The former deputy head of China’s energy regulator has been formally arrested over bribery charges. Chinese media reported that Liu Baohua had “fallen off his horse” – a Chinese saying for being caught or disgraced – last year and had been under investigation by the national anti-corruption agency.
Meanwhile, a “boom” in electric vehicles (EV) has led to a Chinese physicist being named the richest man in Hong Kong – a powerful title that symbolises the epitome of wealth in China. Robin Zeng Yuqun, worth more than $30bn, co-owns a company that makes EV batteries for international brands, such as Tesla. One news site called him “the Chinese man behind Musk”.
Thunberg faces backlash over China emission tweet
WHAT: Greta Thunberg was widely condemned by Chinese state media and social media users after tweeting about a CNN report of recent US analysis. According to the research, “China’s annual emissions exceeded those of all developed countries combined” in 2019. Thunberg wrote in her post: “We can’t solve the climate crisis unless China drastically changes course.”
WHEN: Thunberg shared the CNN report on Twitter last Friday triggering waves of criticism from China over the weekend.
WHERE: Much of the backlash came from journalists in Chinese media. In addition, a trending topic – entitled “environment-protecting girl morally kidnaps China” – has, as of writing, amassed more than 11m views on Weibo, China’s heavily censored Twitter-like platform.
WHO: “Your PR team should educate u more,” Chen Weihua, the EU Bureau Chief of state-owned China Daily, replied to Thunberg via Twitter on Saturday. The following day, state-run tabloid the Global Times called Thunberg “short of sufficient academic knowledge study” and said she had a “lack of sound self-judgment capability”. State-approved independent news site guancha.cn criticised “foreign media” that had reported the study. DW News, a news and commentary site mostly read by overseas Chinese, accused Thunberg and “the public relations team and interest groups behind her” of “politicising” climate issues.

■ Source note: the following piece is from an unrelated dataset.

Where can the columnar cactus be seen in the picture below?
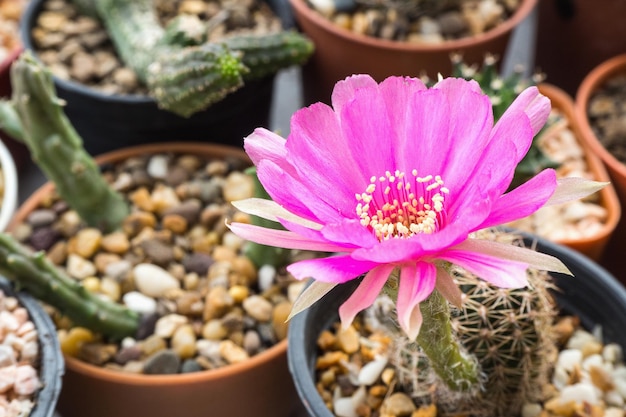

WHY IT MATTERS: China is sensitive about being reminded of its emission volume, especially by “western” organisations and activists, such as Thunberg. Beijing has been highlighting that the US is “the No1 emitter in history” and China’s per-capita carbon dioxide (CO2) emissions are “much lower than those of developed countries”. State media and pro-China influencers also blamed Thunberg for failing to pressure Japan for its plans to discharge radioactive wastewater into the ocean. The Communist Youth League of China, an influential subsidiary of China’s Communist Party with more than 80m members, described Thunberg’s silence as meaning she has “elastic” standards for environmental protection.
Former senior energy official arrested over bribery charges
WHAT: Liu Baohua, the former deputy director of the National Energy Administration (NEA), has been formally arrested on suspicion of receiving bribes, according to state-run newswire Xinhua. The NEA is China’s energy regulator. A previous government notice said Liu had “illegally accepted enormous amounts” of money and gifts to “interfere in market economic activities” and “use[d] the convenience of his position to seek benefits for others”. Xinhua did not reveal the amount of money he had allegedly taken. (Carbon Brief’s in-depth Q&A explains how corrupted energy officials have impacted China’s climate actions.)
WHO: Liu, 57, is originally from northern China’s Hebei province and had worked in various Chinese energy authorities since 1984, according to state-approved financial outlet Yicai. He had held posts in the now-defunct Ministry of Water Resources and Electricity and State Economic and Trade Commission, among others, Yicai said. He became the NEA’s second-in-command in 2017, it added.
WHEN: Xinhua said on Wednesday that the Supreme People’s Procuratorate, China’s highest organ for legal supervision, had ordered Liu to be formally arrested “recently”. Xinhua did not give an exact date. He had been found to “seriously violate discipline and law” and probed by the nation’s top anti-corruption watchdog since last October, reported financial outlet Caixin. He was expelled from China’s Communist Party and sacked last month, according to state broadcaster CCTV.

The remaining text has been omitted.